Think further. With a contemporary flavour to school architecture, it can be seen as an honest commitment to connecting to the past as well as is the epicentre of thought, creativity, innovation, curiosity and inquiry. This living learning space is social, yet culturally sacred. Although a prefab school classroom may feel like a straightforward solution, consider the impact developing a piece of school architecture to be a marker that keeps this important conversation at the forefront of education. Tennent and Brown reimagined a place and space for Te Wānanga O Raukawa at Ōtaki to which we can see an exemplary ILE, that clearly references its heritage here.

It may take time to get to a solution, but perhaps a slower approach is critical for sustainability and for a mutually beneficial future.

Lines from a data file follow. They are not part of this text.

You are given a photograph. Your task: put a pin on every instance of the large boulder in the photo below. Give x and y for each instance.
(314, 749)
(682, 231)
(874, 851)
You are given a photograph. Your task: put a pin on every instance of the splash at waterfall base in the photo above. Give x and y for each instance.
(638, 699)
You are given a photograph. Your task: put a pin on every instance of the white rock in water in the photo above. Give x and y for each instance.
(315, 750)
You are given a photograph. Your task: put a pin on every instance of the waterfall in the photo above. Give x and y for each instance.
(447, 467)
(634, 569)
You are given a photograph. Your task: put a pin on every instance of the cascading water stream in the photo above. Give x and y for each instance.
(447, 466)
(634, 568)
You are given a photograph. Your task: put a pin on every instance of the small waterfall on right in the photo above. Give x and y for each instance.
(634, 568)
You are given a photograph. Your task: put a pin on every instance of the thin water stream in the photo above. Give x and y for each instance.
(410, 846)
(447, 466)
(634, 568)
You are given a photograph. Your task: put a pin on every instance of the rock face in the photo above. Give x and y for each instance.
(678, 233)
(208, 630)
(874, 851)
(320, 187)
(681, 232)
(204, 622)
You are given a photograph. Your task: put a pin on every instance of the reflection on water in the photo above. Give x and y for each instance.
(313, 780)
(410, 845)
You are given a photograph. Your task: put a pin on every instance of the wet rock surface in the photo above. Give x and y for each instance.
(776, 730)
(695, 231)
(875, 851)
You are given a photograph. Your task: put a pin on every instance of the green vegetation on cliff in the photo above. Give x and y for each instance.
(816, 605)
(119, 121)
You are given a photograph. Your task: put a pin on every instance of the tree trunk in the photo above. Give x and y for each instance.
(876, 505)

As the education sector is tasked with developing school property, there is an opportunity to deepen its offering and embed the rich knowledge of Māori so we can echo the unique tapestry that makes up the past, present and future of Aotearoa New Zealand. Schools can anchor us in a world of constant instability and the spaces which we inhabit should reflect and share our foundational stories, not be seen as a place to forget them.

Here we are presented with an opportunity to transform school property to which we can rebuild with cultural intelligence at the forefront. Architecture impacts behaviour and this opportunity should not be missed, not just for the benefit of Māori, but each and every person and community with whom can learn and gain confidence through this experience to understand the uniqueness of Aotearoa New Zealand.